19 Aralık Cumartesi günü, Başbakan Yardımcısı Bülent Arınç’ın evinin bulunduğu sokakta turlayan şüpheli bir otomobildeki iki kişinin yakalanmasıyla başlayan süreç, her geçen gün yeni bir hal alarak devam ediyor. Başlangıçta illegal bir örgütün Arınç’a yönelik bir suikast girişimi şüphesiyle başlatılan (en azından kamuoyuna bu şekilde yansıtılan) operasyon, araçtaki kişilerin Seferberlik Tetkik Kurulu’nda görevli subaylar -biri albay, diğeri binbaşı- olmasıyla farklı bir yöne doğru evrildi. İlk gün serbest bırakılan iki subay, kimliklerinin açığa çıkması sonrasında 25 Aralık’ta, bu sefer 6 mesai arkadaşıyla birlikte tekrar gözaltına alındı. Subayların 5’i savcılık aşamasında, aralarında Arınç’ın evi önünde yakalanan iki subayın da bulunduğu ve “silahlı örgüt kurma, yönetme” suçlamasıyla mahkemeye sevk edilen diğer 3 subay ise mahkeme hâkimi tarafından, “yeterli delil bulunmadığı” gerekçesiyle serbest bırakıldı.
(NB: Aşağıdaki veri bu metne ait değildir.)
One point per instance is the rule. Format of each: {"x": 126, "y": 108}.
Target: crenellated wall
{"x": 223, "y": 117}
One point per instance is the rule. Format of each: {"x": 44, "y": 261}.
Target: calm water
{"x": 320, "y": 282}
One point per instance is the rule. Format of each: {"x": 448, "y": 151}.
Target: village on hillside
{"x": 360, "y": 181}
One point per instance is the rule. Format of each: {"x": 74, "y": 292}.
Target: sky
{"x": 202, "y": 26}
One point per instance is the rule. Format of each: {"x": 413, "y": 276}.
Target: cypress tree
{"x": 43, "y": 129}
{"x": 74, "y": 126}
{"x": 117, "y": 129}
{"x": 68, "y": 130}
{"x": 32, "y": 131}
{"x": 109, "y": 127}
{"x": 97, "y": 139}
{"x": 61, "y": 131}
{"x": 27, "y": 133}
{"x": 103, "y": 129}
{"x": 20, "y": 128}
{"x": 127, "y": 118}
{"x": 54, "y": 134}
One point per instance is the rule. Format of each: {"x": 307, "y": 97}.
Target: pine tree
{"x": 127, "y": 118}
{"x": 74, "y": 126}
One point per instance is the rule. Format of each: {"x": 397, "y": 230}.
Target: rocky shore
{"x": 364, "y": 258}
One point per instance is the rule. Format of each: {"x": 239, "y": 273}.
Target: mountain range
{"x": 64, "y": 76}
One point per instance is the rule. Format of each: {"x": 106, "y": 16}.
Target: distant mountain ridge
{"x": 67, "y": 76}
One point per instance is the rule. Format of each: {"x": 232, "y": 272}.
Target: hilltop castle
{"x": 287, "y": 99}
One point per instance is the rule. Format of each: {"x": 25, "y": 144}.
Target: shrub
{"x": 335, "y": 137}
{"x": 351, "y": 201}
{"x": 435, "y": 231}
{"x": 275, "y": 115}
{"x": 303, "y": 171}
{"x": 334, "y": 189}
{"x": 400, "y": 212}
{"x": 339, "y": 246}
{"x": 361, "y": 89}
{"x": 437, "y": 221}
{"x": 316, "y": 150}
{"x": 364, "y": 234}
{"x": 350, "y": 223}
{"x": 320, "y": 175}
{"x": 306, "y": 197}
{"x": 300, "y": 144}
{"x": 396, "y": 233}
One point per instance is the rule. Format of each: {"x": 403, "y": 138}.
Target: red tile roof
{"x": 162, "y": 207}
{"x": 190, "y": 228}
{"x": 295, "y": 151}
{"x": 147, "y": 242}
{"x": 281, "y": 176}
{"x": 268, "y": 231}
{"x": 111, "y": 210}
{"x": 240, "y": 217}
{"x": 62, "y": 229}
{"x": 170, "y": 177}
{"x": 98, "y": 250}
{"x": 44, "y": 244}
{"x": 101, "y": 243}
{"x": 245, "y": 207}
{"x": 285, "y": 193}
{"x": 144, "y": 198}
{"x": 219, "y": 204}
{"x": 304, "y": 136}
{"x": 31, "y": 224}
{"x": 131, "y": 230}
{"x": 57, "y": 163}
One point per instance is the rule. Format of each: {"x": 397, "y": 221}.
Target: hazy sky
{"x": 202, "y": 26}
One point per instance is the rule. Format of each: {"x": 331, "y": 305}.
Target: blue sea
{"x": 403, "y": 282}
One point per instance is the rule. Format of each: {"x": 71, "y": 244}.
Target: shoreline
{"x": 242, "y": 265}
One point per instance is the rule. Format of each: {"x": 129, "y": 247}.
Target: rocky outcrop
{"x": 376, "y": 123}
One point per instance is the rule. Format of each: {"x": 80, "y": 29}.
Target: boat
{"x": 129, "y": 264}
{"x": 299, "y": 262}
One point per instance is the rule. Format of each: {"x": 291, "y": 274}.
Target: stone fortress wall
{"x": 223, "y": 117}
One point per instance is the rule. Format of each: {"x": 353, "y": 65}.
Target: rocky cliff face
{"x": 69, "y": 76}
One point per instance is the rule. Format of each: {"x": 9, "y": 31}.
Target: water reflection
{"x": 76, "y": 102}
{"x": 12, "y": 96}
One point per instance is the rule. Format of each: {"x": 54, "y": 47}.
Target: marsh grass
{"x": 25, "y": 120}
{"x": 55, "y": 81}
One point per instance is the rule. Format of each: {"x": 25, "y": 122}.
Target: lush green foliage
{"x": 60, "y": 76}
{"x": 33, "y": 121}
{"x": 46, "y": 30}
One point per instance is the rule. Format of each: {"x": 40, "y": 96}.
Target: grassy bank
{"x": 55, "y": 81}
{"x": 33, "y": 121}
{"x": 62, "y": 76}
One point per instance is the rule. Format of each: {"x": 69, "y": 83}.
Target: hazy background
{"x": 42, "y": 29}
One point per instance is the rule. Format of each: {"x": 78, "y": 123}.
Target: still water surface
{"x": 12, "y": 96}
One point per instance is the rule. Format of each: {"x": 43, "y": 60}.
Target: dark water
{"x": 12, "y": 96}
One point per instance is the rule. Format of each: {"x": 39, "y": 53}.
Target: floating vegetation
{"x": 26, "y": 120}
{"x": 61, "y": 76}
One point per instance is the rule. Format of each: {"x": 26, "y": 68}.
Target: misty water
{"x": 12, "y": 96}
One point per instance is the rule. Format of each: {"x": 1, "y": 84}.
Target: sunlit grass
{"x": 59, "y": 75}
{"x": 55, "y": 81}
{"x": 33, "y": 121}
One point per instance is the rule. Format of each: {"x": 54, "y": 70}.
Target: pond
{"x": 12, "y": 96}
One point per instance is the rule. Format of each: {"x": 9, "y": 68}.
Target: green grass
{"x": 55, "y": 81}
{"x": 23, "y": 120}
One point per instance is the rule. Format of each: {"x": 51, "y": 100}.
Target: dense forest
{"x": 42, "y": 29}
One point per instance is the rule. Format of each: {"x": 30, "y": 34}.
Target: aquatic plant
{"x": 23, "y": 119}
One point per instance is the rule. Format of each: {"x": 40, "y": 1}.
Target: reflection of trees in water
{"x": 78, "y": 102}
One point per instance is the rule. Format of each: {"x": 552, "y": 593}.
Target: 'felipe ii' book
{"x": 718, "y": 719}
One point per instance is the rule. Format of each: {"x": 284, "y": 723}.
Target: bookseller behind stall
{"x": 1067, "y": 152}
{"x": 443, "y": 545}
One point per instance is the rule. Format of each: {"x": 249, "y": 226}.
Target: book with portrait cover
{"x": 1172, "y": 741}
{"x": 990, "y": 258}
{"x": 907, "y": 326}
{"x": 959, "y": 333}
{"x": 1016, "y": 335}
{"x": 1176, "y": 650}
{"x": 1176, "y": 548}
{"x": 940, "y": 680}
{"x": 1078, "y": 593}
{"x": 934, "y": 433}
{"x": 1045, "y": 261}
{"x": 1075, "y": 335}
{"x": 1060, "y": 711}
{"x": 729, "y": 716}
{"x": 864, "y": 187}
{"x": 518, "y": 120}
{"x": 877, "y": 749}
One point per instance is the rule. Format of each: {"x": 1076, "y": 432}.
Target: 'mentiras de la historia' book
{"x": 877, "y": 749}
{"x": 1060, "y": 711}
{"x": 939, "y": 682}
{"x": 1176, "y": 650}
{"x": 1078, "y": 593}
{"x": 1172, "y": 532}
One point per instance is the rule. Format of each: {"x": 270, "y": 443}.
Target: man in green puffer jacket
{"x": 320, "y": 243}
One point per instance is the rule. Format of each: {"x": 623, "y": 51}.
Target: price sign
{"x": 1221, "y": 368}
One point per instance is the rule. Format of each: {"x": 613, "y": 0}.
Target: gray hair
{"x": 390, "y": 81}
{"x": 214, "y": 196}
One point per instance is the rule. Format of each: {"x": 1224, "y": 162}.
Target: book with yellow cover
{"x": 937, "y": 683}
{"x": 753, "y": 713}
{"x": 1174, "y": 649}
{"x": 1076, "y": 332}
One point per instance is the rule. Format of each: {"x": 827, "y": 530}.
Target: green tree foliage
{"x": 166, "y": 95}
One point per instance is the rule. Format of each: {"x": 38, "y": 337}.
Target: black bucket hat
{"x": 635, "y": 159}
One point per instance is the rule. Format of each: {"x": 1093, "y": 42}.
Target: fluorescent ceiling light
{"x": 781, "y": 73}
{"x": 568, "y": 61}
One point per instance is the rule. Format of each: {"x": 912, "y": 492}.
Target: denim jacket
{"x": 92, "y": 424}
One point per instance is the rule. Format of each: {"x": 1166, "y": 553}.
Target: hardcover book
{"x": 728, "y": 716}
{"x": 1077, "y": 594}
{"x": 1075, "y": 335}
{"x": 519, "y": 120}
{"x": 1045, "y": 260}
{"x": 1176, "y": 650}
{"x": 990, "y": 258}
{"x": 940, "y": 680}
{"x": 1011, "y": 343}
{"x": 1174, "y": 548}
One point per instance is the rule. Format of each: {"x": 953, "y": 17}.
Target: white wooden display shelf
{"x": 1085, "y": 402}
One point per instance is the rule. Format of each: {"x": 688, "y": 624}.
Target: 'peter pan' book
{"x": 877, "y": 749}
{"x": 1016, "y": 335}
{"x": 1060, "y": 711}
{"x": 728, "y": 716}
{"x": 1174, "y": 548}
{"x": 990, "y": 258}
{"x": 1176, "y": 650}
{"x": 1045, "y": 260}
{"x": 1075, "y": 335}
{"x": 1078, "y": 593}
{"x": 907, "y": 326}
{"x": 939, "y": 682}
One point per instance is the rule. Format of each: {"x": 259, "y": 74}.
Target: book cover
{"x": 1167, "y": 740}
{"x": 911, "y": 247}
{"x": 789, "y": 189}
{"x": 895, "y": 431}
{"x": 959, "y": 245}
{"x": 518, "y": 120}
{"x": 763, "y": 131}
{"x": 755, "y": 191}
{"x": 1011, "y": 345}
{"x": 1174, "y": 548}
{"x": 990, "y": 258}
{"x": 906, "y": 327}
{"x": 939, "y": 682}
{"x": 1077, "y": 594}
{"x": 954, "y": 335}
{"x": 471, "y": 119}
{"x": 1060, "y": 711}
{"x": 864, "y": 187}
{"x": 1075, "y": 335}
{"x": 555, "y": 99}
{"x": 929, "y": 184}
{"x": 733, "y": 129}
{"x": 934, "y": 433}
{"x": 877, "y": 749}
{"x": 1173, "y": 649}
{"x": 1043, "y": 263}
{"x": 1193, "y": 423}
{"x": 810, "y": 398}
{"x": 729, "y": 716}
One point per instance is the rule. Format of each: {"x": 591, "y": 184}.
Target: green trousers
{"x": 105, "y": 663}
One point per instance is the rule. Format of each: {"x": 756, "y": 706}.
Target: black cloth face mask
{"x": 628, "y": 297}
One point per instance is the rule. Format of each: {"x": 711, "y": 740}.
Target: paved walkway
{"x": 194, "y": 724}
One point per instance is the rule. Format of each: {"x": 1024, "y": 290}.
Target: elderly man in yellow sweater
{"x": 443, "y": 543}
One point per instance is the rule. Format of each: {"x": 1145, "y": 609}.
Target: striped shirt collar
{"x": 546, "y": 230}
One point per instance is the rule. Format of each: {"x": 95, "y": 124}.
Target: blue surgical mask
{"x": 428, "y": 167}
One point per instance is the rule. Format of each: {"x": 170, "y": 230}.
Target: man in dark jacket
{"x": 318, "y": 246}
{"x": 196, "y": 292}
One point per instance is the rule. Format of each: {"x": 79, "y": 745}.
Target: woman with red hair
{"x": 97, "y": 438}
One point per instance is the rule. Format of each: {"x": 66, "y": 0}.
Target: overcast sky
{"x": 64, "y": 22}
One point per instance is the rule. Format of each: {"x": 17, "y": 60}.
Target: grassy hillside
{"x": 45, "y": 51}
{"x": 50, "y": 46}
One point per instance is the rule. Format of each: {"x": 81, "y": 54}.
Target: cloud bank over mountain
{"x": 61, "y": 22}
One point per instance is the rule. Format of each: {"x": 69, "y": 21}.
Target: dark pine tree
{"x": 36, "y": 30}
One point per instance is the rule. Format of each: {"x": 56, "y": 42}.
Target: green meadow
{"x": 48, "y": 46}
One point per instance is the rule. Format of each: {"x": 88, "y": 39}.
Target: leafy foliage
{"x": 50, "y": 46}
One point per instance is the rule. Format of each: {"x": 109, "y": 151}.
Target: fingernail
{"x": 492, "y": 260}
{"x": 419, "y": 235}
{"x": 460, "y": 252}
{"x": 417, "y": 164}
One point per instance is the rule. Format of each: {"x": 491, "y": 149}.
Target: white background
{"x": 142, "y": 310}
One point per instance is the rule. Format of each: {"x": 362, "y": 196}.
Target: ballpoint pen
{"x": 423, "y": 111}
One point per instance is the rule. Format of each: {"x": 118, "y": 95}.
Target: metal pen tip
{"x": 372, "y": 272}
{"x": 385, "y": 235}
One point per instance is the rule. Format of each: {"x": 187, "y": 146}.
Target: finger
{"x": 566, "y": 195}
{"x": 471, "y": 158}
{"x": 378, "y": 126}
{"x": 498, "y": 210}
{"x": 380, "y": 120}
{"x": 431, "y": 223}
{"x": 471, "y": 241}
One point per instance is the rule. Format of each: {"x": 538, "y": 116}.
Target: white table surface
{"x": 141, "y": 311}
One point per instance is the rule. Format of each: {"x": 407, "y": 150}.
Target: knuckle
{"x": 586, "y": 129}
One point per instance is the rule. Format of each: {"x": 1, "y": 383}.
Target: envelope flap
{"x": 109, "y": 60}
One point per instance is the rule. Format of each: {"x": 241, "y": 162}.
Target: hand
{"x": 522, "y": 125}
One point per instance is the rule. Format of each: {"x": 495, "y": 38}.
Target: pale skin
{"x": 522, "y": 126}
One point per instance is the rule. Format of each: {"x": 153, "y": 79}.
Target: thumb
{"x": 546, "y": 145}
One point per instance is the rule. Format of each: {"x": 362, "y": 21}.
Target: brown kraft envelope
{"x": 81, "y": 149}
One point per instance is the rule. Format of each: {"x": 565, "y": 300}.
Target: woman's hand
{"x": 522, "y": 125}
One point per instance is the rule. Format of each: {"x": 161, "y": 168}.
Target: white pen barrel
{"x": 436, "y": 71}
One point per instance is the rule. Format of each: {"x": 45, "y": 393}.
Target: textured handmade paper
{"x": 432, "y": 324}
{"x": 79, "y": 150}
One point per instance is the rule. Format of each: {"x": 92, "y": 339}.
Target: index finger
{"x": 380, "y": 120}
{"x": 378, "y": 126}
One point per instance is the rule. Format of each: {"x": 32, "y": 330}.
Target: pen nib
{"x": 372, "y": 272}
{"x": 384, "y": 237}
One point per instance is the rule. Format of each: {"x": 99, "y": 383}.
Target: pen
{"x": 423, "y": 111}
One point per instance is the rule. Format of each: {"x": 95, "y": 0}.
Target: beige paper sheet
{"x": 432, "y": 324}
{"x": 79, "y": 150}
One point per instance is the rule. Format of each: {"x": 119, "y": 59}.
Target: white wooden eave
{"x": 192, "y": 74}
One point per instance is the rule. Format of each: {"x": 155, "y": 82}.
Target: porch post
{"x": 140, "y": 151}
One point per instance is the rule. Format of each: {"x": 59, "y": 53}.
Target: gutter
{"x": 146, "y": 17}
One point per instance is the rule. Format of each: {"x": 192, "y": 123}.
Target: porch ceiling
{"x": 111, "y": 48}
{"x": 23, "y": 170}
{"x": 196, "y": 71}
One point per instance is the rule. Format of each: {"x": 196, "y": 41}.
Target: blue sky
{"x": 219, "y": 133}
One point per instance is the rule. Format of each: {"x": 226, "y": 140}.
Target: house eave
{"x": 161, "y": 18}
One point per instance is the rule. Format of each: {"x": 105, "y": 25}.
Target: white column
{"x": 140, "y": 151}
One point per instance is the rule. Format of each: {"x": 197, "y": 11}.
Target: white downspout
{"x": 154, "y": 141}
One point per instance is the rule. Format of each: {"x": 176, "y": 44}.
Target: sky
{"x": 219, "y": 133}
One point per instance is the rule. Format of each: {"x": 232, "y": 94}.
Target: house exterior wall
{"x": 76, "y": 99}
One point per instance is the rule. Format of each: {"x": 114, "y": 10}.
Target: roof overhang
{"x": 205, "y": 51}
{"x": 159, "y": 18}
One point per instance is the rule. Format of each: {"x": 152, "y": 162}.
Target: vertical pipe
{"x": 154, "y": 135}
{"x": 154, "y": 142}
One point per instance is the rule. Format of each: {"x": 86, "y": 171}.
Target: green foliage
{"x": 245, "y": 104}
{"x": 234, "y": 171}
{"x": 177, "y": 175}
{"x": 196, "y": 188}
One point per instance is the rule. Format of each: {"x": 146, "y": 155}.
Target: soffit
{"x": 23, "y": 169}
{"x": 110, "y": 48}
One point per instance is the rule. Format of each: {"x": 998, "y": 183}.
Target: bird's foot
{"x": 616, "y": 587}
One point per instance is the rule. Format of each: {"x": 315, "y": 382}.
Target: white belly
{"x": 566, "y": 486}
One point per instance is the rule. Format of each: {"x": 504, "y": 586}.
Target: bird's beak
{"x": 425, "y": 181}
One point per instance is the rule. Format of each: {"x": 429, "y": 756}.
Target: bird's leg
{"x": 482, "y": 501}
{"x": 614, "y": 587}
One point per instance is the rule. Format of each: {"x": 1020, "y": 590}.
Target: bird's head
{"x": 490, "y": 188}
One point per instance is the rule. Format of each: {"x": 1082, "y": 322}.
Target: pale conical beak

Yakalanan subayların “Arınç’ın evinin önünde ne aradıkları” sorusuna cevap olarak da, Arınç’a suikast girişiminden muhtemel bir darbe sonrası Arınç ve benzeri konumdaki kişileri “toplamak” için adres keşfi yapıldığına varıncaya kadar pek çok iddia gündemi meşgul etti, etmeye de devam ediyor. Genelkurmay Başkanlığı’nın 21 Aralık’ta yaptığı yazılı açıklamada ise söz konusu iki subayın, “…uzun süredir devam eden, kastedilen bölgeye yakın bir yerde oturan ve bilgi sızdırdığı iddia edilen bir askerî personel hakkında bilgi toplamak üzere görevlendirilmiş” oldukları belirtilmekteydi.
İki subayın ilk gün serbest bırakılmasıyla birlikte, söz konusu askerleri gözaltına alan iradeye yönelik tepkiler yükseldi. Ancak muhtemelen onlardan alınan bilgilerden hareketle, Özel Kuvvetler Komutanlığı’na bağlı Ankara Seferberlik Bölge Başkanlığı’ndaki “kozmik oda”da başlatılan ve günlerdir sürmekte olan araştırmalar ve söz konusu şahısların “silahlı örgüt kurma, askerî darbe hazırlığı yapma” gibi suçlamalarla yeniden gözaltına alınıp mahkemeye sevk edilmeleri, meselenin hiç de basite alınacak bir mesele olmadığını gösterirken, Türk Gladyosu’ndan Ergenekon Örgütü’ne varıncaya dek birçok farklı yapılanmayı da yeniden gündeme getirdi. (Geçtiğimiz ay peş peşe meydana gelen subay intiharları da bu sürecin bir parçası mı acaba? Mevcut verilerle bunu bilebilmemiz mümkün değil. Ancak “devlet ve millet”için canlarını ortaya koyanların, tutuklanmak, mahkum olmak, hapishaneye atılmak gibi ihtimaller karşısında bir anda çözülüp intihar etme tercihleri hiç de akılla mantıkla açıklanabilir bir durum değil. Var bir gariplik!)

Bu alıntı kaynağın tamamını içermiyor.